As trade arounde the world increases so does the demand for USD. And where does one raise more USD ? Of course in America. And the Americans are charging a commission for those USD. Like a bank charges you a commission when you exchange foreign currency with them. The more the world does business in USD the more commissions the US can charge. It gives a whole new meaning to the words license to print money. And because the demande for USD in the world increases it helps to strengthen the US currency.

However if you can cut out the middle man (in this case the US) then you get rid of the commissions. And you also get rid of a layer of dealings to do business.

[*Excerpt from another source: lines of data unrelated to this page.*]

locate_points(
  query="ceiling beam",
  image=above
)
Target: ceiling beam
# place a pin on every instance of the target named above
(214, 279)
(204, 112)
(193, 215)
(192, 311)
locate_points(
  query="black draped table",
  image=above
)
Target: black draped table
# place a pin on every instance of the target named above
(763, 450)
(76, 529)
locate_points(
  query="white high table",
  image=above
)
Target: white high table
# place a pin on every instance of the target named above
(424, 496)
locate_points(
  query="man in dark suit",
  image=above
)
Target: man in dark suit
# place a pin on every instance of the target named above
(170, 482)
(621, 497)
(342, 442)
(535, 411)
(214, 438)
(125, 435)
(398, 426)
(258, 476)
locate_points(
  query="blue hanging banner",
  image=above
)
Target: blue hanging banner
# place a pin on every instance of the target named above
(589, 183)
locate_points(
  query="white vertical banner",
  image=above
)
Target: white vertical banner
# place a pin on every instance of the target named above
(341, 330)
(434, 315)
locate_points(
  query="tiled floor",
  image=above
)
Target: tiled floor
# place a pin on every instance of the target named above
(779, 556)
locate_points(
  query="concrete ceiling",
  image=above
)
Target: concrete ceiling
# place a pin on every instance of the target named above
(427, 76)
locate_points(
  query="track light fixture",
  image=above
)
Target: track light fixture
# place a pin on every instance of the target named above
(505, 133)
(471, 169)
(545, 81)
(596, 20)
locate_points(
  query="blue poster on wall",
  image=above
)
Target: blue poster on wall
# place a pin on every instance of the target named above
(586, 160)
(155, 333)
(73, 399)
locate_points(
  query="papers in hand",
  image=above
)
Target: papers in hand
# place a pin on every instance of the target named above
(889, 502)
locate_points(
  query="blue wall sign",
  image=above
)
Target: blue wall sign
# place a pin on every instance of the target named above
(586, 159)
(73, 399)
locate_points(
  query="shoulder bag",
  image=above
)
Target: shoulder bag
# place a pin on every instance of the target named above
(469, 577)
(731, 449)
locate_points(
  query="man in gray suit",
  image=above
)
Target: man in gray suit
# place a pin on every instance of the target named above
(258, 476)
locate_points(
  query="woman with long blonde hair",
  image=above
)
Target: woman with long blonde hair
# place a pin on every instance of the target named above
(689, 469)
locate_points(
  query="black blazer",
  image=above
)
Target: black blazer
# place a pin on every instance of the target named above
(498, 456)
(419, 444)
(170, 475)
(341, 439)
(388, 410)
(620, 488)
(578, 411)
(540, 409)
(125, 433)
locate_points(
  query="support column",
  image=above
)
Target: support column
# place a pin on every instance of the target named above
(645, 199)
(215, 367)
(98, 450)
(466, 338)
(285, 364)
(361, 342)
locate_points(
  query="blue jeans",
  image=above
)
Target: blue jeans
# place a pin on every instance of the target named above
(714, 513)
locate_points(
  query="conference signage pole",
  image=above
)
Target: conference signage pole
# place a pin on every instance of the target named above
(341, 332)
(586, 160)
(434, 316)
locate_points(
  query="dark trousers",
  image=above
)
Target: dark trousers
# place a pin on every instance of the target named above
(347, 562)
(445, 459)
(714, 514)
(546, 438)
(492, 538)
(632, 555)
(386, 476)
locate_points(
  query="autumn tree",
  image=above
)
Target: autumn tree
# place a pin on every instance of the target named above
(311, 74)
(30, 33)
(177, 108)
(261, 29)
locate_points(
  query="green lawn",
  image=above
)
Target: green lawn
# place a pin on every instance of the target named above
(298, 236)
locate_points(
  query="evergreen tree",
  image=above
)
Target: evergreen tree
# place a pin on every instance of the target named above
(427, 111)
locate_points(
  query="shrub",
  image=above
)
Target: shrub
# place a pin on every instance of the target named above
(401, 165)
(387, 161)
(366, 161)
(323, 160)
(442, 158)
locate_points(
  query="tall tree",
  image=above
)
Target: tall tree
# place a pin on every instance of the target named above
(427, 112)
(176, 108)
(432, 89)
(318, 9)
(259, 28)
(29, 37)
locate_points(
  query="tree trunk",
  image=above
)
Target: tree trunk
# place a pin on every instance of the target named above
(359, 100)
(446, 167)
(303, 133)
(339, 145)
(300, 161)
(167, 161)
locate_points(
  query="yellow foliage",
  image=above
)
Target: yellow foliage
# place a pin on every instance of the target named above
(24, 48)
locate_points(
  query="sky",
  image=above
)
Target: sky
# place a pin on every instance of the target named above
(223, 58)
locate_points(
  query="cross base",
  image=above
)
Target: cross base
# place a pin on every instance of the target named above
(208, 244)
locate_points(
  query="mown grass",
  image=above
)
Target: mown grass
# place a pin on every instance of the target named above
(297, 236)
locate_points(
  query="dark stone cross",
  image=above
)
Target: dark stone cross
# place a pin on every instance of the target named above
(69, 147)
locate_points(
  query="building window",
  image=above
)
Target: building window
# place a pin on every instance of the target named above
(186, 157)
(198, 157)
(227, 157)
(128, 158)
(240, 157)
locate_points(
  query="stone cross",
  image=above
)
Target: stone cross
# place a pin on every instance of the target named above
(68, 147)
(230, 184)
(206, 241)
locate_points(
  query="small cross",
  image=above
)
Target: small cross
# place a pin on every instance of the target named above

How does Canada get their Yuans ? Through currency swaps. The two countries central banks come together and agrees a price and the two central banks make an exchange. Now the Canadian importer can raise Chinese Yuans for his phones and the Chinese manufacturer doesn't have to convert dollars into Yuan. It also works vice versa. And no one has to pay the Americans a commission. Internationalizing the Yuan makes it easier for others to get Yuans for their trade.

UPDATE 4-Chinese, Canadian central banks agree to 200 bln yuan currency swap| Reuters

Yes, the intention of getting Yuan international status is to appreciate their value (Hence you can trade them for more)

However, seems some countrymen of yours does not understand an appreciated Yuan harm export driven business

China is trying to move away from the export model and rely more on domestic demands and as China's economy is becoming more services oriented exports becomes less important. In 2007 exports was 35% of GDP last year it was only 25% of GDP and this year it will fall even further. And a strong currency helps to stimulate domestic demand.